Yeah a particular set of skills and personality makeup are generating crazy results in this economy. I have a hard time blaming them personally for it though. I barely believe in free will honestly. It’s very very difficult to look past your own self interest, and expecting that of people isn’t reasonable. Even when you try your lizard brain is busy subverting the shit out of it. Everything you perceive is coming through the lens of your own self interest. None of us are immune, and pretending that we are is where hypocrisy comes from.
@anon24898493 you’re totally right that those people aren’t content… but seriously dude nobody actually is. Nobody on this board is content. Nobody I’ve ever met in real life is ‘content’. Happiness is something people feel briefly when something good happens. Then they return to baseline, which is itself probably something that gets set genetically. That’s why people who objectively have way less than we do are sometimes happier than we are. It’s also why we could drop our standard of living a good bit and our overall happiness wouldn’t decrease all that much.
None of this is saying that people in distress aren’t unhappy. They definitely are. But that’s because over and over again they are getting slammed by bad stuff. Turns out building an entire economy on addiction and desperation is bad for us. What a shock.
I mean the system needs to be designed to prevent people from working the refs basically. Super competitive people who are great at business have a tendency to be the kind of people who will push every edge they can find… that just goes with the personality type. They aren’t necessarily trying to do it maliciously, it’s just how they are. You see it from the top level people in every field if you look hard enough. The top academics tend to be really aggressive at working the journals, the top athletes tend to be great at getting favorable calls (don’t even try to dispute this, James Harden is crazy good at drawing fouls and did any of you see that Lebron travel recently?), and the top business people want to figure out how to use regulation to dominate the competition.
Unfortunately all of that is bad for everyone else, and institutions have to be designed with minimizing this in mind (good luck eliminating it, I really doubt its possible). Our current government is designed to facilitate it maximally and until that changes you’re going to be hard pressed to convince normal people that the government is even minimally benevolent.
Maybe, I think it’s a tall order. He needs to get an 85/15 split among the undecideds. I looked up what the support for homosexuality is among Democrats. I thought that was the easiest one to get hard numbers on. It was 83% in 2017 according to the Pew Research Center. I suspect there will be some who will reject him purely for that reason. They might not say it out loud but it’s a liability for him.
Then add not supporting M4A, wine caves and him being young/inexperienced.

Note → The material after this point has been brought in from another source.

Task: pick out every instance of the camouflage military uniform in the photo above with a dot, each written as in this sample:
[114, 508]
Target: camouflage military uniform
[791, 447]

I can dig it. For yourself and adept others, you describe the gameplay as intoxicating. I’ve no doubt about it. At times, though, quality standards have got to suffer because advantages(edges) sought and gained over the competition are not necessarily realized by an improvement to the product or service, but rather through cost-cutting sacrifice. There’s harm in that to the consumer(maliciousness).
I think my buzz would be short-lived if I was peddling low-grade dog food.
You have a huge advantage in business if you are a piece of shit person. To the extent that it’s borderline impossible to become legitimately super rich while being a good person.